KFC saw its comparable-store sales soar 14% in the most recent quarter in the U.S., in part because of its new chicken sandwich that's selling twice as much as past new sandwiches.

McDonald's, which also reported higher-than-expected first-quarter sales, did not mention any supply constraints when it reported earnings Thursday but did say sales of its new chicken sandwich line are "far exceeding expectations."

Poultry companies have been struggling to keep up with demand from quick-service restaurants. The biggest challenge for Pilgrim's Pride, the second-biggest U.S. chicken producer, is labor, according to CEO Fabio Sandri. The company expects to pay $40 million more this year to compensate and retain workers, Sandri said Thursday.

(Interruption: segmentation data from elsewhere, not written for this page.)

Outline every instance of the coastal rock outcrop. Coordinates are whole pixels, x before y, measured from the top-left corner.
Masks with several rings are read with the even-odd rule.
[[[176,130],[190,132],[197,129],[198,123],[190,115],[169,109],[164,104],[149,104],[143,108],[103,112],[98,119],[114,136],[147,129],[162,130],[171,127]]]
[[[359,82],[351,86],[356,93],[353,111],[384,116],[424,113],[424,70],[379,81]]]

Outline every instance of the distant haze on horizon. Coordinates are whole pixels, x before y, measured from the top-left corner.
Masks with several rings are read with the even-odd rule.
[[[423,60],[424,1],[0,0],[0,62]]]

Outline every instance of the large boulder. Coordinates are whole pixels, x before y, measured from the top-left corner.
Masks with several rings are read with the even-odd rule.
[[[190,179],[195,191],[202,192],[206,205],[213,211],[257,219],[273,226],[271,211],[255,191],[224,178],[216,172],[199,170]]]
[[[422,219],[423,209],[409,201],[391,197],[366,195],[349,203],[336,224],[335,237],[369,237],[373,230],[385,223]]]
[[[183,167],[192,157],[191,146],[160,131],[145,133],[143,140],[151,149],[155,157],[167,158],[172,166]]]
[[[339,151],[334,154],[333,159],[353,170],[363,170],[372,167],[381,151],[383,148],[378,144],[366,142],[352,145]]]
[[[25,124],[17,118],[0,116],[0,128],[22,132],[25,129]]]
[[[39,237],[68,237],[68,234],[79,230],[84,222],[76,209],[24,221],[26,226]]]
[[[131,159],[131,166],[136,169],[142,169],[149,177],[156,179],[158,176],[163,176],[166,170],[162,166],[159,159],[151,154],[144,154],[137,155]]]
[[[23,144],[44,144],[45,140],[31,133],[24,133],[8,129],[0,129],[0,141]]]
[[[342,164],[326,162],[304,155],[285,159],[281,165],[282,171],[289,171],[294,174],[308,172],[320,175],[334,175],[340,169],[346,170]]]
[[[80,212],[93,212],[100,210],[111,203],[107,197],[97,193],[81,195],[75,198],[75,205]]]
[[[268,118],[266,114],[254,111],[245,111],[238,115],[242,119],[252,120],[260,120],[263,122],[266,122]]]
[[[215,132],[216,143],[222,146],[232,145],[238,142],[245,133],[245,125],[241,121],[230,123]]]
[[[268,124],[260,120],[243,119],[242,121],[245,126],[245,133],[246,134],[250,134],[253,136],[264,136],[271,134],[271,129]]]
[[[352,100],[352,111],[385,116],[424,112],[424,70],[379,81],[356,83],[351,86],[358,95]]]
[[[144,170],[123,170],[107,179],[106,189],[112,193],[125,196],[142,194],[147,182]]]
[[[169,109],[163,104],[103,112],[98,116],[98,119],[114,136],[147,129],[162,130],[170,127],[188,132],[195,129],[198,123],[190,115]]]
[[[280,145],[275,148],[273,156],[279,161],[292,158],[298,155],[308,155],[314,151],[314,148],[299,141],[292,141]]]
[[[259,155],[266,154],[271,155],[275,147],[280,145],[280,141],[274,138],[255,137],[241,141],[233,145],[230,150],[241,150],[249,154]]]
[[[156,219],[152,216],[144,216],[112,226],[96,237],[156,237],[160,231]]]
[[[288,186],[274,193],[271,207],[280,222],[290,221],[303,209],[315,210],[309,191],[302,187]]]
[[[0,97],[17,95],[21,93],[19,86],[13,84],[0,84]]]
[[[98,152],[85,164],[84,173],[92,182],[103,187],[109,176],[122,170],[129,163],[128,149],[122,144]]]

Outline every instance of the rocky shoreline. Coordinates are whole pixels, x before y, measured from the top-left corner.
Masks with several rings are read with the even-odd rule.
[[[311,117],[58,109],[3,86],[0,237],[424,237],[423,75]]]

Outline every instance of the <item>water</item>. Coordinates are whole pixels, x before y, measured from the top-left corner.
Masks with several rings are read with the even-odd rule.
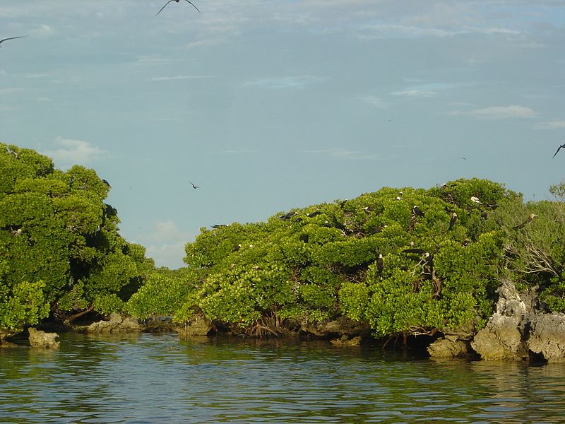
[[[0,349],[0,422],[565,422],[565,364],[174,334],[60,340]]]

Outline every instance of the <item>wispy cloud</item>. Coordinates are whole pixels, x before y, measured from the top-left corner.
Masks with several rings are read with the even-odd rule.
[[[56,144],[59,146],[59,148],[44,153],[63,167],[75,164],[87,165],[107,153],[105,151],[83,140],[58,137]]]
[[[311,76],[285,76],[280,78],[268,78],[252,81],[247,81],[245,86],[261,87],[261,88],[269,88],[272,90],[282,90],[285,88],[301,89],[310,84],[319,83],[325,78]]]
[[[215,78],[215,75],[176,75],[174,76],[154,76],[149,79],[152,81],[171,81],[184,79],[206,79]]]
[[[258,153],[259,151],[255,149],[242,149],[242,150],[224,150],[216,152],[218,155],[241,155],[245,153]]]
[[[359,100],[363,100],[373,106],[379,107],[379,109],[386,109],[389,105],[381,98],[375,97],[373,95],[359,96],[357,98]]]
[[[537,129],[562,129],[565,128],[565,121],[547,121],[535,125]]]
[[[433,97],[437,94],[435,91],[426,91],[422,90],[403,90],[393,91],[393,95],[402,95],[405,97]]]
[[[302,153],[323,155],[335,159],[372,159],[377,157],[377,155],[375,153],[367,154],[361,151],[350,151],[340,147],[303,151]]]
[[[492,106],[470,111],[454,111],[452,115],[469,115],[482,119],[506,119],[511,118],[535,118],[537,113],[525,106],[511,105],[510,106]]]

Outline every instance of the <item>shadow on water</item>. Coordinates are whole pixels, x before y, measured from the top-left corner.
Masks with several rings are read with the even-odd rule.
[[[0,422],[554,422],[565,365],[325,341],[64,334],[0,351]]]

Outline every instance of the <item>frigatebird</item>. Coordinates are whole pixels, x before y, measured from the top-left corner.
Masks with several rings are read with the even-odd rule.
[[[8,38],[4,38],[0,40],[0,47],[2,47],[2,43],[5,41],[8,41],[8,40],[16,40],[16,38],[23,38],[24,37],[27,37],[27,35],[20,35],[19,37],[9,37]]]
[[[383,273],[383,269],[384,268],[384,260],[383,259],[382,254],[379,254],[379,257],[376,258],[376,269],[379,273]]]
[[[559,151],[561,149],[562,149],[562,148],[565,148],[565,143],[563,143],[563,144],[561,144],[561,145],[559,147],[558,147],[558,148],[557,148],[557,151],[556,151],[556,152],[554,153],[554,155],[553,155],[553,157],[554,157],[554,158],[555,158],[555,155],[557,155],[557,152],[559,152]]]
[[[279,218],[280,219],[287,220],[287,219],[290,219],[295,215],[298,215],[298,212],[297,212],[296,211],[292,211],[292,212],[289,212],[288,213],[285,213],[285,215],[280,215]]]
[[[180,0],[169,0],[169,1],[167,1],[167,3],[165,3],[165,6],[162,6],[162,7],[161,8],[161,10],[160,10],[158,12],[157,12],[157,13],[155,14],[155,16],[157,16],[159,13],[161,13],[161,11],[162,11],[162,10],[163,10],[163,9],[164,9],[164,8],[165,8],[167,6],[167,4],[170,4],[171,1],[176,1],[177,3],[178,3],[179,1],[180,1]],[[192,6],[194,6],[194,8],[195,8],[195,9],[196,9],[197,11],[198,11],[198,13],[201,13],[201,12],[200,11],[200,10],[198,10],[198,8],[197,8],[196,6],[194,6],[194,3],[192,3],[192,1],[189,1],[189,0],[186,0],[186,2],[187,2],[187,3],[190,3],[190,4],[191,4]]]
[[[521,224],[516,225],[516,227],[512,227],[513,230],[520,230],[520,228],[523,228],[525,225],[527,225],[533,220],[534,220],[535,218],[537,218],[537,216],[535,213],[530,213],[530,216],[528,217],[528,219],[523,222]]]
[[[414,207],[412,208],[412,213],[415,216],[422,216],[422,218],[425,216],[424,212],[422,212],[417,205],[414,205]]]
[[[455,225],[455,221],[456,220],[457,220],[457,213],[453,212],[453,214],[451,215],[451,219],[449,220],[449,228],[447,229],[448,231],[449,231],[451,228],[453,228],[453,225]]]

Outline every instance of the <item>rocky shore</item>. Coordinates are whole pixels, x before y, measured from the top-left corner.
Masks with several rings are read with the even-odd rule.
[[[512,282],[504,281],[487,325],[476,334],[446,334],[429,346],[430,355],[565,362],[565,314],[542,312],[536,289],[518,293]]]

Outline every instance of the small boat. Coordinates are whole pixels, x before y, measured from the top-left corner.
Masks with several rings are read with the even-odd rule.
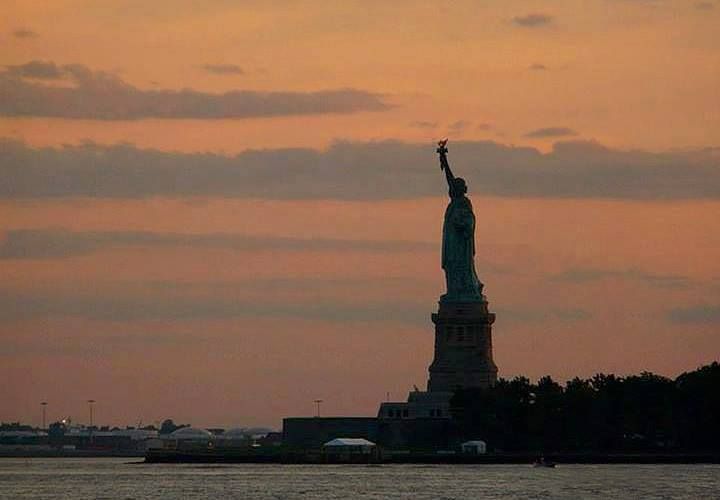
[[[554,469],[555,462],[545,460],[545,457],[540,457],[537,460],[535,460],[535,462],[533,462],[533,467],[549,467],[551,469]]]

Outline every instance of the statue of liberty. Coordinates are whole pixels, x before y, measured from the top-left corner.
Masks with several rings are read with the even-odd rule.
[[[483,285],[475,273],[475,214],[465,194],[467,184],[455,177],[447,161],[447,139],[438,143],[440,169],[445,172],[450,203],[443,222],[442,268],[445,271],[447,293],[441,302],[480,302]]]

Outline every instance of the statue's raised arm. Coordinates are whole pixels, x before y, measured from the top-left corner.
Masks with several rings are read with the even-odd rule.
[[[455,176],[450,170],[450,164],[447,161],[447,139],[443,139],[438,142],[437,153],[440,155],[440,170],[445,172],[445,179],[448,182],[448,189],[450,190],[450,197],[452,197],[453,190],[455,189]]]

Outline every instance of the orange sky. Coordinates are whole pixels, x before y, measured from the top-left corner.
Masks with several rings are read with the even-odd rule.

Wingstop's chairman, Charles Morrison, whose business is built on chicken, also mentioned the problem this week.

"Suppliers are struggling, just as many in our industry are, to hire people to process chicken, thus placing unexpected pressure on the amount of birds that can be processed and negatively affecting supply of all parts of the chicken in the U.S., not just wings," he said in a conference call.

Some food companies may be able to capitalize on the opportunity: To try to capture some of the red-hot demand, Beyond Meat is planning to start selling a plant-based chicken product this summer, Bloomberg News reported this week.